VANCOUVER, Wash. (AP) -- Jeff Hildreth gave the go-ahead order, then watched as a small red light started blinking. He waited.

A warning sounded about a minute later. Soon came a brilliant flash of light, a crack like a gunshot, then silence.

Lightning can be hard to come by in Southwest Washington. But the Bonneville Power Administration can create lightning on demand in a little-known laboratory at Vancouver's Ross Complex substation.

It's one way the federal power marketing agency can make sure that some 15,000 miles of power lines on the regional grid won't succumb to the forces of nature.

"Believe it or not, lightning strikes power system equipment all the time," said Hildreth, a BPA electrical engineer. "The power system equipment has to be able to withstand that, and people want their lights to stay on."

Built in the 1970s, the high-voltage lab at Ross Complex is an uncommon asset for BPA's research and testing efforts. There are only a handful of facilities like it in North America, Hildreth said.

The lab uses high-octane equipment to push various components of the power grid to their limits. To conjure up lightning, workers use a column-shaped surge generator capable of pumping out 2 million volts of electricity.

The energy discharges from the top of the generator. During a recent demonstration, the current traveled down a ribbon cable attached to the device and zapped an open power switch, like one you'd commonly find at a substation.

But rather than jump across the gap in the switch, the lightning flashed toward the floor. In other words, the opening stopped the electricity from continuing on its path — just as it's designed to do.

Engineers test the strength and function of all kinds of equipment using the lightning generator, Hildreth said. That includes insulators, capacitors and everything in between. But a much more common test looks for a phenomenon that can happen in any large transmission line.

When electricity passes through a high-voltage power line, not all of it stays in the line. Discharges in the form of buzzing, radio interference and a visible glow often occur. That discharge, known as "corona," is what engineers try to prevent.

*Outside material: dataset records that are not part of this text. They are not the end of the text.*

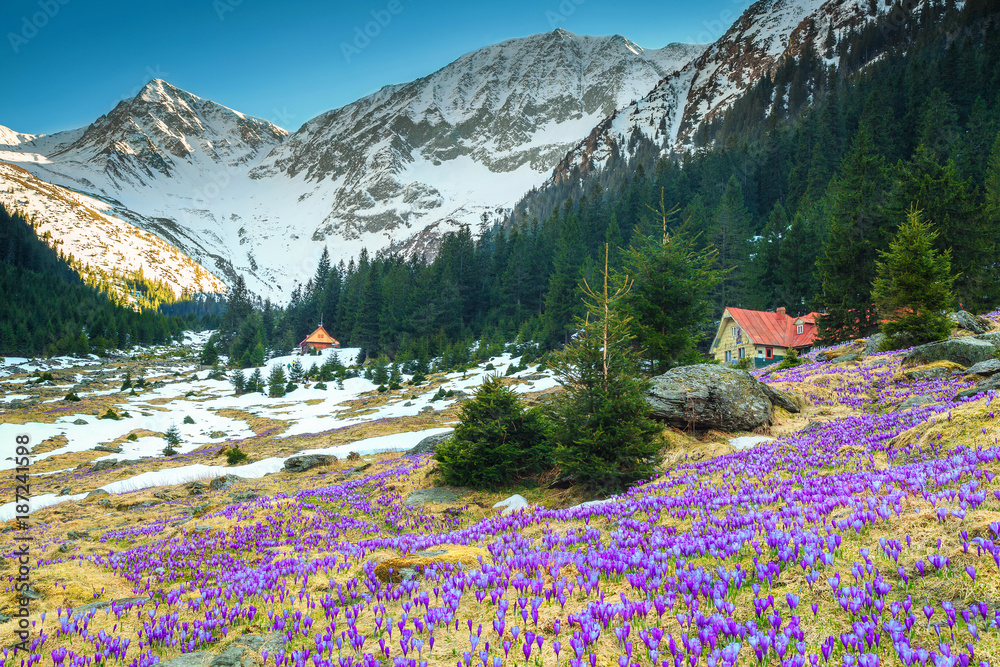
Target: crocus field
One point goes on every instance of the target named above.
(868, 535)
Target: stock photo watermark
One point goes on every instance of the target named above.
(32, 24)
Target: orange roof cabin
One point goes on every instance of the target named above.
(319, 340)
(763, 336)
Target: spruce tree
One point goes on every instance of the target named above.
(497, 441)
(276, 382)
(604, 437)
(670, 299)
(846, 267)
(913, 288)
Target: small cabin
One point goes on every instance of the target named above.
(763, 336)
(318, 340)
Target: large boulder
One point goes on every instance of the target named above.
(707, 396)
(988, 367)
(307, 462)
(429, 444)
(969, 322)
(966, 351)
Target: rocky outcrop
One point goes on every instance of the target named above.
(986, 368)
(969, 322)
(965, 351)
(429, 444)
(991, 384)
(308, 462)
(707, 396)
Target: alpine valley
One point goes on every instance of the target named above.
(397, 169)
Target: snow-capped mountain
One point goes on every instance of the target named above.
(394, 169)
(467, 140)
(767, 32)
(102, 242)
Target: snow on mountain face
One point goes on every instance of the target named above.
(466, 140)
(768, 31)
(87, 229)
(395, 169)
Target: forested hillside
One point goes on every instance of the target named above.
(48, 309)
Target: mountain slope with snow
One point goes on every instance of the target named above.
(767, 32)
(395, 169)
(88, 230)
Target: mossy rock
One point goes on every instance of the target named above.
(397, 569)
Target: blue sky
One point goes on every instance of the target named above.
(63, 63)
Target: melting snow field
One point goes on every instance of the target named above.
(207, 412)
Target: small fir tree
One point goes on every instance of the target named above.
(496, 442)
(256, 381)
(239, 381)
(601, 427)
(276, 382)
(173, 438)
(913, 287)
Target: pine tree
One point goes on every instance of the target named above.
(913, 288)
(173, 438)
(255, 382)
(239, 381)
(846, 268)
(603, 435)
(276, 382)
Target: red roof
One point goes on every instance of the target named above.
(775, 328)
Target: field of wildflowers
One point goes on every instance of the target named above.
(871, 536)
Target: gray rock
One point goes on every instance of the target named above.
(989, 384)
(515, 503)
(780, 398)
(748, 442)
(104, 604)
(429, 444)
(988, 367)
(846, 358)
(436, 495)
(307, 462)
(970, 322)
(235, 656)
(224, 482)
(967, 351)
(708, 396)
(936, 373)
(195, 659)
(874, 344)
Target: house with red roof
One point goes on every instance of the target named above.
(761, 335)
(318, 340)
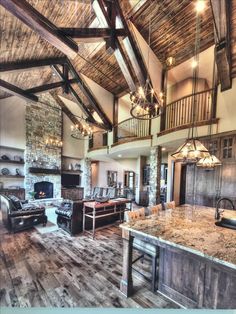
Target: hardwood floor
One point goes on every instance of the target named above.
(57, 270)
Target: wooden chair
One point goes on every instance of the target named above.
(170, 205)
(145, 248)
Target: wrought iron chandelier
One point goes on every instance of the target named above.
(145, 103)
(193, 150)
(82, 130)
(52, 143)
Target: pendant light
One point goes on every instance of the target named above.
(193, 150)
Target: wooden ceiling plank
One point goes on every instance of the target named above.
(29, 64)
(66, 110)
(82, 106)
(221, 14)
(132, 51)
(36, 21)
(115, 44)
(14, 90)
(88, 94)
(94, 33)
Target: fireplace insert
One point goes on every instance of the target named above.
(43, 190)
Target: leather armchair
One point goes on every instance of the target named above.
(18, 215)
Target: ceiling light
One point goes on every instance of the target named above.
(209, 163)
(200, 6)
(194, 64)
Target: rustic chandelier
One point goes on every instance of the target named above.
(145, 104)
(82, 130)
(53, 143)
(193, 150)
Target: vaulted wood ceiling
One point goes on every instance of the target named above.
(173, 34)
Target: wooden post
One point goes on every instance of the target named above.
(164, 90)
(126, 285)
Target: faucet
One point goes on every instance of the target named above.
(217, 213)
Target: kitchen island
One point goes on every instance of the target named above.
(197, 262)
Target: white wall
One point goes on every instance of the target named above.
(104, 98)
(226, 109)
(12, 122)
(71, 147)
(117, 165)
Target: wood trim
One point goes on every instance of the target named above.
(97, 148)
(186, 126)
(14, 90)
(29, 64)
(38, 23)
(149, 137)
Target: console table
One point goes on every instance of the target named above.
(95, 210)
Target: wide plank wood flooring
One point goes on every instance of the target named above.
(57, 270)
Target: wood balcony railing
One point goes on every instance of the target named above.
(179, 113)
(98, 140)
(130, 129)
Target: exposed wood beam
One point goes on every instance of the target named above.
(132, 51)
(66, 76)
(14, 90)
(37, 22)
(221, 16)
(66, 110)
(48, 87)
(119, 53)
(91, 33)
(88, 94)
(82, 106)
(29, 64)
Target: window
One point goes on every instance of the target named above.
(228, 147)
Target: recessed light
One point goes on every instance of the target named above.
(200, 6)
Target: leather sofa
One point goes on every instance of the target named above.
(69, 216)
(18, 215)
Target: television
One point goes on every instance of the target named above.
(70, 180)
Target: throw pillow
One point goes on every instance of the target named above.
(16, 202)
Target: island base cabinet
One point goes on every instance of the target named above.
(194, 281)
(220, 287)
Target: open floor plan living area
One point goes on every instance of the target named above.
(118, 154)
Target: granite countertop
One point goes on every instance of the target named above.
(191, 228)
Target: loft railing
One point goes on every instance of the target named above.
(180, 112)
(130, 129)
(99, 139)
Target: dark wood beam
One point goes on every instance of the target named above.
(14, 90)
(79, 101)
(66, 110)
(119, 53)
(131, 48)
(37, 22)
(221, 17)
(88, 94)
(29, 64)
(48, 87)
(66, 76)
(85, 34)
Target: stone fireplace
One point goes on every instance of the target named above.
(43, 120)
(43, 190)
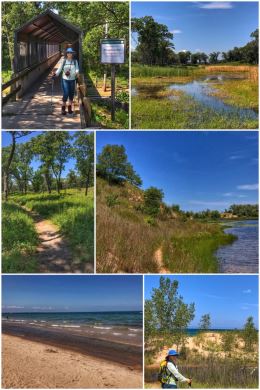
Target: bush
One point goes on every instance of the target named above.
(112, 200)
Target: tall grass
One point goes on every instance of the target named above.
(127, 240)
(73, 212)
(184, 113)
(163, 71)
(19, 240)
(214, 373)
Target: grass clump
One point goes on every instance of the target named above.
(128, 238)
(182, 113)
(73, 212)
(19, 240)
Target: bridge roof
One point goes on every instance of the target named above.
(48, 26)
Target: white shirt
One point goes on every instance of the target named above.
(174, 370)
(71, 65)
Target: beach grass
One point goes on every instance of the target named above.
(19, 240)
(127, 240)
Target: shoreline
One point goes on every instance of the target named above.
(105, 349)
(33, 364)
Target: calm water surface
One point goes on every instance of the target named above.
(242, 255)
(200, 89)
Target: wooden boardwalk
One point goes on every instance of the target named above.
(35, 111)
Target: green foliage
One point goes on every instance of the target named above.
(72, 212)
(19, 240)
(154, 41)
(244, 210)
(152, 201)
(113, 165)
(167, 313)
(205, 322)
(112, 200)
(250, 334)
(228, 341)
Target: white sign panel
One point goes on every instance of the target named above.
(112, 51)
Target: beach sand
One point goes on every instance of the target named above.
(30, 364)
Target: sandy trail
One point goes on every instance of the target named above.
(158, 256)
(29, 364)
(53, 252)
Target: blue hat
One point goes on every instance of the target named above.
(172, 352)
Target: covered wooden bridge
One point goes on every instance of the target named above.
(30, 100)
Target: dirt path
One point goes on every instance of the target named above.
(53, 252)
(158, 256)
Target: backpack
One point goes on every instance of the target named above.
(64, 62)
(164, 374)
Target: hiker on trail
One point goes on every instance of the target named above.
(169, 374)
(70, 70)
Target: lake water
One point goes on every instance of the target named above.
(242, 255)
(201, 89)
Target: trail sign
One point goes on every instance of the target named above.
(112, 51)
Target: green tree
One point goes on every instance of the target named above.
(152, 201)
(113, 165)
(8, 157)
(53, 149)
(38, 181)
(228, 340)
(205, 322)
(249, 334)
(154, 41)
(168, 314)
(84, 154)
(72, 179)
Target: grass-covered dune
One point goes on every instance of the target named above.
(19, 239)
(207, 361)
(71, 211)
(128, 240)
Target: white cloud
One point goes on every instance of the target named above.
(248, 187)
(248, 291)
(13, 307)
(236, 157)
(208, 203)
(216, 5)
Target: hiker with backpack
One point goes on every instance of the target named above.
(69, 68)
(169, 374)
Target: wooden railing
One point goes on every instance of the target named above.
(84, 102)
(18, 77)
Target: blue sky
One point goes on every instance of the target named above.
(229, 299)
(203, 26)
(71, 293)
(6, 140)
(197, 170)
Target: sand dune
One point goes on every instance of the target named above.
(29, 364)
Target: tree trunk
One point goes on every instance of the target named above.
(87, 183)
(47, 182)
(6, 174)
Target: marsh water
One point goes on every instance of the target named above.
(201, 89)
(242, 255)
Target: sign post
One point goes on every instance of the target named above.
(113, 53)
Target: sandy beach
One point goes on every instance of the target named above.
(30, 364)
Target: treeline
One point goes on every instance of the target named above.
(53, 149)
(155, 47)
(168, 317)
(90, 17)
(113, 166)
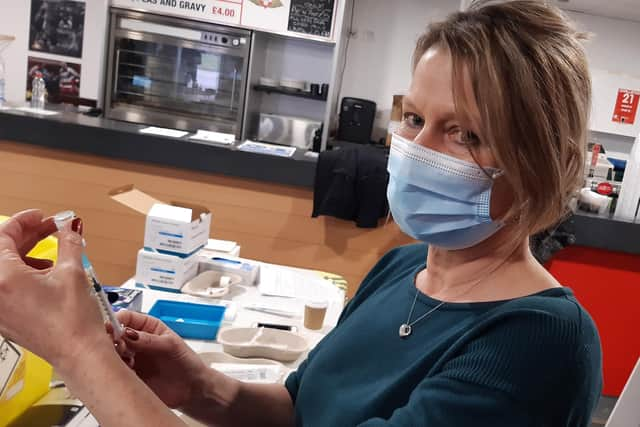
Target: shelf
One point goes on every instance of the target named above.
(290, 92)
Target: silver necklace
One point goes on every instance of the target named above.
(406, 328)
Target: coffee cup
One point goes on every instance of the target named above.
(314, 313)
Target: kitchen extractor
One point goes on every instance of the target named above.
(176, 73)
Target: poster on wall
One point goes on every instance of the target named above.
(57, 27)
(62, 79)
(626, 106)
(270, 14)
(311, 17)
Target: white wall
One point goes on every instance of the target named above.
(614, 58)
(614, 43)
(379, 55)
(14, 20)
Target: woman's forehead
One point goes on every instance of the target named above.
(432, 86)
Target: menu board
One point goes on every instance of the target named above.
(311, 17)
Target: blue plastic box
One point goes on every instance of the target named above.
(189, 320)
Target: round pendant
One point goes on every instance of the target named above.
(405, 330)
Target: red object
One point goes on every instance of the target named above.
(604, 188)
(626, 106)
(607, 284)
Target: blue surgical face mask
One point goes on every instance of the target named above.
(439, 199)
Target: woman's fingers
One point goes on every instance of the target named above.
(17, 230)
(37, 263)
(139, 342)
(140, 322)
(36, 233)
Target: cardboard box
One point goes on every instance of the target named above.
(175, 228)
(163, 271)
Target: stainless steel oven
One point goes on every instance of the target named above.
(176, 73)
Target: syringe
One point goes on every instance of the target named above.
(63, 218)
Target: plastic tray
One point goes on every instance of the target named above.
(189, 320)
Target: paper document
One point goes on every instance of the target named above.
(221, 245)
(37, 111)
(269, 149)
(290, 283)
(217, 137)
(173, 133)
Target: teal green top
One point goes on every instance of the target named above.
(530, 361)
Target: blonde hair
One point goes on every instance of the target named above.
(531, 82)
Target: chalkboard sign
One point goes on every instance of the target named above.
(314, 17)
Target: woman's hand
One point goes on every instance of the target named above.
(48, 310)
(160, 358)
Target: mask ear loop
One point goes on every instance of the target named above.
(492, 176)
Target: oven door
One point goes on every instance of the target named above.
(178, 74)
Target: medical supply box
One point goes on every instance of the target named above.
(179, 228)
(163, 271)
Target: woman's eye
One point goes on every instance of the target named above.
(413, 120)
(464, 137)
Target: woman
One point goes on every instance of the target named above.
(490, 151)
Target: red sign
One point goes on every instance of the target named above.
(626, 106)
(604, 188)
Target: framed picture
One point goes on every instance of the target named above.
(57, 26)
(62, 79)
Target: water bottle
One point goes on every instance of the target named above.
(38, 91)
(2, 95)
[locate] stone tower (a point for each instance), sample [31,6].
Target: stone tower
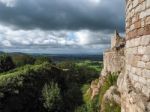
[117,40]
[134,83]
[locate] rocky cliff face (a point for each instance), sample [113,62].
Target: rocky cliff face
[131,57]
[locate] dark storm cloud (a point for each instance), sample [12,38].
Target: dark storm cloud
[64,14]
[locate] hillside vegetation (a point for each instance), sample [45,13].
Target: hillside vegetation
[42,86]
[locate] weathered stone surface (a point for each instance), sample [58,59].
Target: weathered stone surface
[146,58]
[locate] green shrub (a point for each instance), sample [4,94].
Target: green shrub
[110,80]
[51,96]
[111,106]
[6,63]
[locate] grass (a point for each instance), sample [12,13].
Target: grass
[94,104]
[16,77]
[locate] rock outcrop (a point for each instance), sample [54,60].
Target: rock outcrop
[131,58]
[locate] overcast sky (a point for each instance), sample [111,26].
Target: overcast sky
[59,26]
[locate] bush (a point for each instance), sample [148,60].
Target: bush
[51,96]
[6,63]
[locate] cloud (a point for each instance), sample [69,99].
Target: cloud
[56,41]
[59,26]
[8,3]
[63,14]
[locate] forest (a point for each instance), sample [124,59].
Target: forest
[38,84]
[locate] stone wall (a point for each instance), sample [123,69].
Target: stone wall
[134,81]
[113,62]
[138,44]
[114,58]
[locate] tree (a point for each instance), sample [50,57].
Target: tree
[6,63]
[51,97]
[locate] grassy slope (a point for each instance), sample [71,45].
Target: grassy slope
[23,86]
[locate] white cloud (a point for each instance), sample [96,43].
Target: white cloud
[47,41]
[8,3]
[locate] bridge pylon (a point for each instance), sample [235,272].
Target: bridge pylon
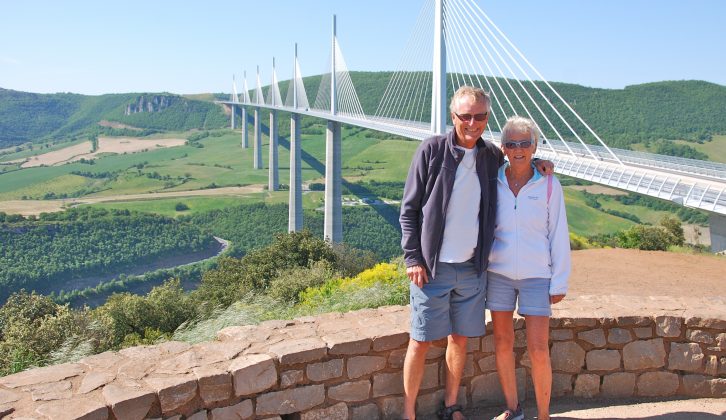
[333,221]
[295,213]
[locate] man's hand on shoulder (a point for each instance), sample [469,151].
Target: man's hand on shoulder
[544,167]
[417,274]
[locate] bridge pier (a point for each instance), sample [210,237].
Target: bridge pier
[244,128]
[273,182]
[333,225]
[257,146]
[295,209]
[717,229]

"It's an undesirable side effect of high voltage," Hildreth said.

Corona can damage certain parts of a power system, and it wastes energy that could otherwise be sold and used in the region, Hildreth said. It's a tiny fraction of the overall load lost — generally less than one-tenth of one percent, according to BPA — but it can add up, he said.

As BPA prepares to rebuild a major transmission line between the Northwest and southern California, planners are aiming for a corona-free upgrade.

Last month, the lab tested a power line segment developed by Ohio-based Preformed Line Products. Many of the manufacturers that build large equipment don't have a way to test it themselves, said Darnell Johnson, an engineering laboratory supervisor for the company.

"There's not that many labs that can do this testing," Johnson said.

At Hildreth's order, BPA craftsman Pete Anderson dialed up the power close to 500 kilovolts from the control room. The line, suspended overhead, began to crackle and emit a purple glow.

The crew planned to gradually lower the voltage until corona disappeared. Engineers particularly had their eyes on a metal spacer holding two cables apart. The goal was no interference above about 460 kilovolts, Hildreth said.

The high-voltage lab isn't the only facility at Ross Complex capable of putting on a show. In another building a short walk away, the mechanical lab can light up electrical insulators with tens of thousands of volts.

In the mechanical lab, engineers stretch the physical limitations of various equipment. And they overlook no detail. One recent project tested the strength of metal clips designed to keep workers from falling off of large utility towers. Once properly evaluated, BPA could begin installing the clips within a few months, said mechanical engineer Mick Johnson.

With one of the clips attached to a fixed structure, engineers had strapped a 310-pound weight to it in the lab. Mick Johnson released it, allowing the weight to drop a few feet before jerking to a stop. The fall yanked the clip with some 5,600 pounds of downward force. It held fast.

Mick Johnson liked what he saw.

"That worked just like it was supposed to," he said. "I don't even see a dent in this one."